Skip to content

Working with Tabular Data in TypeScript

High-performance data processing and schema validation for tabular data built on nodejs-polars (a Rust-based DataFrame library).

Terminal window
npm install fairspec

The table package provides core utilities for working with tabular data:

  • normalizeTable - Convert table data to match a schema
  • denormalizeTable - Convert normalized data back to raw format
  • inferTableSchemaFromTable - Automatically infer schema from table data
  • inspectTable - Get table structure information
  • queryTable - Query tables using SQL-like syntax

For example:

import { loadCsvTable, inferTableSchemaFromTable } from "fairspec"
const table = await loadCsvTable({ data: "data.csv" })
const schema = await inferTableSchemaFromTable(table)

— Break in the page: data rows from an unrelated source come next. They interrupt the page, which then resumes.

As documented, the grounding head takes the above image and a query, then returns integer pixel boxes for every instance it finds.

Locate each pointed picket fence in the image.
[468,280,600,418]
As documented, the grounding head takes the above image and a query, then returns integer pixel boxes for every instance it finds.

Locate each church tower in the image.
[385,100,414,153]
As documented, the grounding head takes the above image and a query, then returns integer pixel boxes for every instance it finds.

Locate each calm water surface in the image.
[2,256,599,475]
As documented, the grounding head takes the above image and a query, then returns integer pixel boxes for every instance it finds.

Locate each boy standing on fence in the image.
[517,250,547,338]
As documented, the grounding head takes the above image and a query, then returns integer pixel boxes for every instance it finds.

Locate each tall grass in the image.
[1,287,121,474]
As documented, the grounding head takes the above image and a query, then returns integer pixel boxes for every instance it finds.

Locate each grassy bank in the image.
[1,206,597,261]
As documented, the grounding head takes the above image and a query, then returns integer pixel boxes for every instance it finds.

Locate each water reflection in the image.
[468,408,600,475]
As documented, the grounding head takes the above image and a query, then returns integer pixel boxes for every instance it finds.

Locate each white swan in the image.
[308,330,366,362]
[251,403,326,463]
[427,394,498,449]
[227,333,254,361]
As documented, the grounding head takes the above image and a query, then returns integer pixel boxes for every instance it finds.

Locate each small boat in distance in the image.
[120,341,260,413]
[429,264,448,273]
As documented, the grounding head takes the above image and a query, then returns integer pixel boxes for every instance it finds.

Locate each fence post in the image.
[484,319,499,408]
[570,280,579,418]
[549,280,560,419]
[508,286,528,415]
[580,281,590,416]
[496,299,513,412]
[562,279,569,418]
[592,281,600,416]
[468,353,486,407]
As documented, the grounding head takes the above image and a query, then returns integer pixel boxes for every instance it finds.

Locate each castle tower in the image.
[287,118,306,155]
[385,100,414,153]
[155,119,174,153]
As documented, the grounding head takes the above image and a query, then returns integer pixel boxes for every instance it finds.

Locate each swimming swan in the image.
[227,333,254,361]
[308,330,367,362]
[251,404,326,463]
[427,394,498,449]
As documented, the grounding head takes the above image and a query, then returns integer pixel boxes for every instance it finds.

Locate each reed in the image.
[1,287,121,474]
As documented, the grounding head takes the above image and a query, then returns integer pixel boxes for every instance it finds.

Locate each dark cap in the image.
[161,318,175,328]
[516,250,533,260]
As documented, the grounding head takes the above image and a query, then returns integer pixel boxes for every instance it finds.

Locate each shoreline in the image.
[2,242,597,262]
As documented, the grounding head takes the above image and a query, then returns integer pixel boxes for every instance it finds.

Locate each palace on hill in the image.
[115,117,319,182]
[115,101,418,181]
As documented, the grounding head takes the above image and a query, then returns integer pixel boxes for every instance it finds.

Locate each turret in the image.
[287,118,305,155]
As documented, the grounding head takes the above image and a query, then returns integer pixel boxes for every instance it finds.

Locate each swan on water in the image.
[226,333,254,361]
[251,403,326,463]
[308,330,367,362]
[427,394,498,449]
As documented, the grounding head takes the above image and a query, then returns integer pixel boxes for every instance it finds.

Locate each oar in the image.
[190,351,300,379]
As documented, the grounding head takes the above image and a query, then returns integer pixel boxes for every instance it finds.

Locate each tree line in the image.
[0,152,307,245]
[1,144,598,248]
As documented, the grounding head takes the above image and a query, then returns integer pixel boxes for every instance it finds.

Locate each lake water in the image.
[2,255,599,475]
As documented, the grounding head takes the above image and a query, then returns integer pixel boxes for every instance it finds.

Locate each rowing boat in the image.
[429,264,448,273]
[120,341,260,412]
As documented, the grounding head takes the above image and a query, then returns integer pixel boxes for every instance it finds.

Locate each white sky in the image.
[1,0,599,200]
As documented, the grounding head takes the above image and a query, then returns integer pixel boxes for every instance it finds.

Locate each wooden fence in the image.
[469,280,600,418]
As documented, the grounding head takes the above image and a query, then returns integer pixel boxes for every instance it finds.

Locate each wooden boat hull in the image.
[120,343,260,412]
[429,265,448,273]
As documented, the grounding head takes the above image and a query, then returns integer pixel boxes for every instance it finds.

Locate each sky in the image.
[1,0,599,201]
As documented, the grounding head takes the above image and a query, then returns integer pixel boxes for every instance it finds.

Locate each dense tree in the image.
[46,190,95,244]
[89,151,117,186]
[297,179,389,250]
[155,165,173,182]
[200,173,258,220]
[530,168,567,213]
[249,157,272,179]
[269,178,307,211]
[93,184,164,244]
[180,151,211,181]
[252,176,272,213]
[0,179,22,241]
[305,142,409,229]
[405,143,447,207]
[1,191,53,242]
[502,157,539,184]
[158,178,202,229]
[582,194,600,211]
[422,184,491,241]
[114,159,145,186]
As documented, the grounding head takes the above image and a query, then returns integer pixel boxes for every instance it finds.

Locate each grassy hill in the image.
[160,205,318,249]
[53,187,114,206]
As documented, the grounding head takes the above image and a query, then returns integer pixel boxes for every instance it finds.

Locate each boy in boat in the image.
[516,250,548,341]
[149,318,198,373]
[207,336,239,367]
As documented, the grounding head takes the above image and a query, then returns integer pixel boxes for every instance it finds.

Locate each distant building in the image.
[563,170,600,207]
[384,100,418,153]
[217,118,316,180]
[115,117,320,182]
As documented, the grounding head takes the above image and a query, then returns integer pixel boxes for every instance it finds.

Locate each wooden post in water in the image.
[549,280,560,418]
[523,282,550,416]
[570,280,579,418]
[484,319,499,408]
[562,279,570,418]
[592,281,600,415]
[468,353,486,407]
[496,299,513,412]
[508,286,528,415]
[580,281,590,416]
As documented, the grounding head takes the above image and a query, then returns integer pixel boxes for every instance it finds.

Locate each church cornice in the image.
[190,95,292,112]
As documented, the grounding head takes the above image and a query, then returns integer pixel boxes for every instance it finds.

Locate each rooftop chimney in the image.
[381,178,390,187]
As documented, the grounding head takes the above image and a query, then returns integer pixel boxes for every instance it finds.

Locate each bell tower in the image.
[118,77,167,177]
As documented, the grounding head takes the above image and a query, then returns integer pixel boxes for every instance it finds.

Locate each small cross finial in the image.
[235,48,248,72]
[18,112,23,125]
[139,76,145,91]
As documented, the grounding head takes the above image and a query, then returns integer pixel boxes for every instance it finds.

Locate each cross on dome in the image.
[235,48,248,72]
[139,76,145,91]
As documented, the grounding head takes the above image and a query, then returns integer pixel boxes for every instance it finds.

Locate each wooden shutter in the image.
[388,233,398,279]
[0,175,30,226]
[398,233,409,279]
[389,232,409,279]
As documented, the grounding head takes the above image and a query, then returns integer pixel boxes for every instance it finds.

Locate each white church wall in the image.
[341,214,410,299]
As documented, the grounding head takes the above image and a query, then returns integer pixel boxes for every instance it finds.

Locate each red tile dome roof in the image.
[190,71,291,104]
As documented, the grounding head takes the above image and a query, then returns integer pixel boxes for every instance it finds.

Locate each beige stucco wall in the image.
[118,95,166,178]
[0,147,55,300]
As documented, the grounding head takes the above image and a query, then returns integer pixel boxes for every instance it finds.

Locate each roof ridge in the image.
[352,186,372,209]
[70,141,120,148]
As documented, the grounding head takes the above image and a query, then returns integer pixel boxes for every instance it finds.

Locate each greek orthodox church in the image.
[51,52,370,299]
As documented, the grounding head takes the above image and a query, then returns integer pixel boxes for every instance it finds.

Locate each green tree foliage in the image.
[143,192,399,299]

Automatically infer Table Schema from data:

import * as pl from "nodejs-polars"
import { inferTableSchemaFromTable } from "fairspec"
// Create a table from data
const table = pl.DataFrame({
id: ["1", "2", "3"],
price: ["10.50", "25.00", "15.75"],
date: ["2023-01-15", "2023-02-20", "2023-03-25"],
active: ["true", "false", "true"]
}).lazy()
const schema = await inferTableSchemaFromTable(table, {
sampleRows: 100, // Sample size for inference
confidence: 0.9 // Confidence threshold
})
// Result: automatically detected integer, number, date, and boolean types

Convert table data to match a Table Schema (type conversion):

import * as pl from "nodejs-polars"
import { normalizeTable } from "fairspec"
import type { TableSchema } from "fairspec"
// Create table with string data
const table = pl.DataFrame({
id: ["1", "2", "3"],
price: ["10.50", "25.00", "15.75"],
active: ["true", "false", "true"],
date: ["2023-01-15", "2023-02-20", "2023-03-25"]
}).lazy()
// Define schema
const schema: TableSchema = {
properties: {
id: { type: "integer" },
price: { type: "number" },
active: { type: "boolean" },
date: { type: "date" }
}
}
const normalized = await normalizeTable(table, schema)
const result = await normalized.collect()
// Result has properly typed columns:
// { id: 1, price: 10.50, active: true, date: Date('2023-01-15') }

Convert normalized data back to raw format (for saving):

import { denormalizeTable } from "fairspec"
// Denormalize for saving (converts dates to strings, etc.)
const denormalized = await denormalizeTable(table, schema, {
nativeTypes: ["string", "number", "boolean"]
})

Define schemas with column properties and constraints:

import type { TableSchema } from "fairspec"
const schema: TableSchema = {
properties: {
id: {
type: "integer",
minimum: 1
},
name: {
type: "string",
minLength: 1,
maxLength: 100
},
email: {
type: "string",
pattern: "^[^@]+@[^@]+\\.[^@]+$"
},
age: {
type: "integer",
minimum: 0,
maximum: 150
},
status: {
type: "string",
enum: ["active", "inactive", "pending"]
}
},
required: ["id", "name", "email"],
primaryKey: ["id"]
}

Customize how schemas are inferred:

import { inferTableSchemaFromTable } from "fairspec"
const schema = await inferTableSchemaFromTable(table, {
sampleRows: 100, // Number of rows to sample
confidence: 0.9, // Confidence threshold for type detection
keepStrings: false, // Keep original string types
columnTypes: { // Override types for specific columns
id: "integer",
status: "categorical"
}
})

Define missing value indicators:

const schema: TableSchema = {
properties: {
value: { type: "number" }
},
missingValues: ["", "N/A", "null", -999]
}

Define table-level constraints:

const schema: TableSchema = {
properties: {
user_id: { type: "integer" },
email: { type: "string" }
},
primaryKey: ["user_id"],
uniqueKeys: [
{ columnNames: ["email"] }
]
}
  • string - Text data
  • integer - Whole numbers
  • number - Decimal numbers
  • boolean - True/false values
  • date - Calendar dates
  • datetime - Date and time
  • time - Time of day
  • duration - Time spans
  • geojson - GeoJSON geometries
  • wkt - Well-Known Text geometries
  • wkb - Well-Known Binary geometries
  • array - Fixed-length arrays
  • list - Variable-length lists
  • object - JSON objects
  • email - Email addresses
  • url - URLs
  • categorical - Categorical data
  • base64 - Base64 encoded data
  • hex - Hexadecimal data

The package uses LazyDataFrame from nodejs-polars for efficient processing:

import type { Table } from "fairspec"
import * as pl from "nodejs-polars"
// Table is an alias for pl.LazyDataFrame
const table: Table = pl.DataFrame({ id: [1, 2, 3] }).lazy()